To solve this problem, MR in HDP 2.2 uses the well-known distributed-cache feature of YARN to deploy MR libraries. HDP 2.2 comes with a prebuilt package (a tarball) that contains all the jars required by MR applications. This tarball is copied to the Apache Hadoop Distributed File System (HDFS) during deployment. Think of this process as installing a versioned framework on YARN via HDFS instead of cluster nodes. When launching a MR job, YARN’s distributed cache ensures that the tarball is localized and expanded on each NM running the job’s tasks. The MR framework client points all MR jobs to the localized libraries, and every launched task uses the localized jars. This way, all the MR tasks for the same job will see a consistent version of MR runtime libraries, irrespective of the version the platform corresponds to on any node.
As with MR, any YARN application is also affected by the support of YARN rolling upgrades in HDP 2.2. In order to run on YARN, even if an application doesn’t have a story for its own upgrades or rolling upgrades, it should still be able to run smoothly in the presence of rolling upgrades of the underlying platform. In this context, YARN applications may have to deal with a couple issues:
Similar to MR, applications in general should not make the assumption that runtime libraries, such as HDFS client libraries on each node, are always the same during an application’s entire execution. A simple solution is to package all runtime libraries as part of the app, itself.
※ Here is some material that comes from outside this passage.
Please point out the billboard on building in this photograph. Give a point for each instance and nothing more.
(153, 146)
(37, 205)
Configuration files on different nodes may also become inconsistent while a rolling upgrade is in progress. Any configuration file, whether platform configs (e.g., core-site.xml) or application configs (e.g., tez-site.xml), may change during a rolling upgrade if present on the cluster nodes. To overcome this problem, rather than relying on the config files installed on the cluster directly, we suggest using the distributed cache to propagate the job configuration files from the client gateway machines.
It is also worth noting that if an application needs to support rolling upgrades, it should either be installed to all cluster machines in versioned directories or it should use the YARN distributed cache (similar to MR) to localize its framework.
In this post, we introduced the basics of rolling upgrades and downgrades in YARN. In subsequent posts, we will dive deeper into the goals, design and architectural details of each of these efforts. Rolling upgrades and downgrades can make the task of moving to HDP 2.2 a smooth experience for administrators and users, alike.